For ephemeral data — sessions, temporary caches, job queues — UNLOGGED tables provide approximately 2.9x faster writes than regular tables by skipping write-ahead log entries. Data survives clean shutdowns but is lost on crash. If the data is regenerable or disposable, UNLOGGED eliminates write overhead that the WAL was never needed to protect. Cross-reference to Chapter 6.

7. Write offloading

The OpenAI strategy. Move shardable, write-heavy workloads to specialized systems while keeping PostgreSQL as the read-optimized source of truth. Counters and rate limiters to Redis. Event streams to Kafka. Analytics ingestion to a separate PostgreSQL instance or a columnar store. The primary stays lean, handling only the relational workloads that require strong consistency.

8. Vacuum tuning

PostgreSQL's MVCC model creates dead tuples on every UPDATE and DELETE. The autovacuum daemon reclaims them. But the default settings are conservative for high-write tables. Autovacuum tuning is critical. For tables with heavy write traffic, tune aggressively:

ALTER TABLE hot_table SET (
    autovacuum_vacuum_scale_factor = 0.01,
    autovacuum_analyze_scale_factor = 0.005
);

This triggers vacuum when 1% of the table's rows are dead, rather than the default 20%. Prevents bloat from degrading read performance — a common cause of "the database got slow" that has nothing to do with traffic volume.

Partitioning Is Not Sharding

The distinction matters and is frequently confused.

Partitioning: One PostgreSQL server. One database. The table is split into child tables organized by a partition key. Queries are automatically routed to the correct partition by the planner. No application code changes. No routing logic. No distributed transactions.

Sharding: Multiple PostgreSQL servers. Data is distributed by a shard key. Queries must be routed to the correct server by the application or a middleware layer. Joins across shards are expensive. Transactions across shards require distributed coordination. Application code must be shard-aware.

Partitioning gives you the performance benefits of organized data — smaller indexes, faster scans, efficient pruning — without any of the operational complexity of distributed data. For tables that grow continuously (logs, events, time-series), partitioning is often the optimization that makes sharding unnecessary.

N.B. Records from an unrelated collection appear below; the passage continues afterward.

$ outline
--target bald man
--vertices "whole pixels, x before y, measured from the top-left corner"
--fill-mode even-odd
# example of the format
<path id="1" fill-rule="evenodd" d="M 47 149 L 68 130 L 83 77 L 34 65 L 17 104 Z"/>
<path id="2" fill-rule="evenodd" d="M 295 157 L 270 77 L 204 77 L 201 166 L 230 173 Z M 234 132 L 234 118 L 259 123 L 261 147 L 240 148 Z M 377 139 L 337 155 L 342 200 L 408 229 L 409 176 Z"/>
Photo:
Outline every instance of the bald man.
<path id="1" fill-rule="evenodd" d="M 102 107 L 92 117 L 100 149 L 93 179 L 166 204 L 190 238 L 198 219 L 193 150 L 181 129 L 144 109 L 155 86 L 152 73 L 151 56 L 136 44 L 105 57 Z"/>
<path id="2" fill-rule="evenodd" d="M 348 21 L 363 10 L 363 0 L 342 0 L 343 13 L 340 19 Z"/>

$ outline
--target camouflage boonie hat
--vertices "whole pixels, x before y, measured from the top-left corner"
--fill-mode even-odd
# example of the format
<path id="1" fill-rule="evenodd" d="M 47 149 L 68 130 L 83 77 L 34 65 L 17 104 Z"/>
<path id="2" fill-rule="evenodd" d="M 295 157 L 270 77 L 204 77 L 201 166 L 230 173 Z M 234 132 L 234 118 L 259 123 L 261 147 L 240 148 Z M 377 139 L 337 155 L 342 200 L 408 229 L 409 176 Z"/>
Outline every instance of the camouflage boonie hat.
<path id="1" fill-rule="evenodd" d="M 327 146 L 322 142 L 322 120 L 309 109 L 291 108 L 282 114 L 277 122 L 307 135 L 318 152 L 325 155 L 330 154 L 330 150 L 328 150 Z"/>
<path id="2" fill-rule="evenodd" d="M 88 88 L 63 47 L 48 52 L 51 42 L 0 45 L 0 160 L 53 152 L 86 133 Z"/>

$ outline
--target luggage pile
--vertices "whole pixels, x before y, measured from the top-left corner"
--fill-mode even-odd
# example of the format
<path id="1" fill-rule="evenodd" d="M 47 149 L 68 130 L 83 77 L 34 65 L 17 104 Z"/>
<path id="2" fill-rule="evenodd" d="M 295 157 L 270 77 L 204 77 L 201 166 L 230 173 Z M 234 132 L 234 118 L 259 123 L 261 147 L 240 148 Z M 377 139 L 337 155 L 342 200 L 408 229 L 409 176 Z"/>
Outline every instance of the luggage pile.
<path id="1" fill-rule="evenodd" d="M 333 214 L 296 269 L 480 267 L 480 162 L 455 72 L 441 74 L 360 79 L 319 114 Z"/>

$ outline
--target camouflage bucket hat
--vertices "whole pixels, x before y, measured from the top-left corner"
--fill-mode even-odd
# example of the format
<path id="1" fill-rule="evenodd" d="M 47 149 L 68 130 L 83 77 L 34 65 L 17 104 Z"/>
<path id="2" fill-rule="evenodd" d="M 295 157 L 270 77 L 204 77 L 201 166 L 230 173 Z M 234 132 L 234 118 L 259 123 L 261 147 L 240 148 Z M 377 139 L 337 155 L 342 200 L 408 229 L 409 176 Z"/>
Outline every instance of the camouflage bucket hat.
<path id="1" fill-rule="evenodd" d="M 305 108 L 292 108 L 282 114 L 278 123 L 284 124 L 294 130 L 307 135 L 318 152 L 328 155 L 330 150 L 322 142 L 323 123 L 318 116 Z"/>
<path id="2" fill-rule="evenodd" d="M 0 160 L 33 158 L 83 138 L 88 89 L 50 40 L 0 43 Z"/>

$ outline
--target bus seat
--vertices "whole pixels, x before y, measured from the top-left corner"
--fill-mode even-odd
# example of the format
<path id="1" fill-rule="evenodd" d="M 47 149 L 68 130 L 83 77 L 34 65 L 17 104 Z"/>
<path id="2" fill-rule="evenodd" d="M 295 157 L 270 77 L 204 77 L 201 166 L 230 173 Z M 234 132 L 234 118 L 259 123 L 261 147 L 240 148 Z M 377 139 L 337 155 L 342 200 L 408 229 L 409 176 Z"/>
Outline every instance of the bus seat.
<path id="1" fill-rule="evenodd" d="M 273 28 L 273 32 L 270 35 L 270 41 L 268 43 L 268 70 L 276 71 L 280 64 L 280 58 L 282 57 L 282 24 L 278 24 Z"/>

When You Actually Need to Shard

I am not opposed to sharding. I am opposed to premature sharding.

Shard when the write volume exceeds the capacity of a single well-optimized PostgreSQL server — after you have exhausted vertical scaling, write offloading, vacuum tuning, and every other optimization in this chapter — and the workload is partitionable by a natural shard key (tenant_id, user_id, region).

If you cannot identify a natural shard key, sharding will make your system worse, not better. Cross-shard queries will be slow. Cross-shard transactions will be fragile. The routing logic will be a permanent source of bugs.

Citus is the most mature PostgreSQL sharding solution. Now part of Azure Cosmos DB for PostgreSQL, it extends PostgreSQL with distributed tables, distributed queries, and reference tables. Queries are rewritten transparently for distributed execution. For teams that have genuinely reached the write ceiling, Citus is the least disruptive path forward — your application still speaks PostgreSQL, and many queries work without modification.

Application-level routing is the simpler alternative for clean multi-tenant architectures. Shard by tenant_id: route each tenant to a dedicated PostgreSQL instance. Each shard is a complete, independent database. Simpler to reason about than Citus, but more work for any operation that crosses tenant boundaries.

The cost of either approach is permanent. Every query must account for the shard topology. Every migration must be applied to every shard. Every monitoring dashboard must aggregate across shards. Every backup and recovery procedure must handle partial failures. This complexity does not decrease over time — it increases as the shard count grows.

Exhaust the checklist first. If you have done everything in this chapter and the write volume still exceeds your primary's capacity, then — and only then — is it time to distribute the data.